Integrating Physics-Based Modeling with Machine Learning for Lithium-Ion Batteries

TL;DR

This paper introduces hybrid modeling frameworks that combine physics-based models with machine learning to improve lithium-ion battery voltage prediction accuracy across various operating conditions and aging states.

Contribution

The paper presents novel frameworks for integrating physics models with machine learning, enabling high-precision, aging-aware battery modeling with simplified structures.

Findings

Hybrid models achieve high voltage prediction accuracy across C-rates.

Models effectively incorporate aging and state-of-health information.
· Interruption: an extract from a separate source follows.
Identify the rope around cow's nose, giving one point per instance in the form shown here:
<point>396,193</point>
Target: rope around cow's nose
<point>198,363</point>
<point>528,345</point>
Simulations and experiments validate the models' robustness and accuracy.

Abstract

Mathematical modeling of lithium-ion batteries (LiBs) is a primary challenge in advanced battery management. This paper proposes two new frameworks to integrate physics-based models with machine learning to achieve high-precision modeling for LiBs. The frameworks are characterized by informing the machine learning model of the state information of the physical model, enabling a deep integration between physics and machine learning. Based on the frameworks, a series of hybrid models are constructed, through combining an electrochemical model and an equivalent circuit model, respectively, with a feedforward neural network. The hybrid models are relatively parsimonious in structure and can provide considerable voltage predictive accuracy under a broad range of C-rates, as shown by extensive simulations and experiments. The study further expands to conduct aging-aware hybrid modeling, leading to the design of a hybrid model conscious of the state-of-health to make prediction. The experiments show that the model has high voltage predictive accuracy throughout a LiB's cycle life.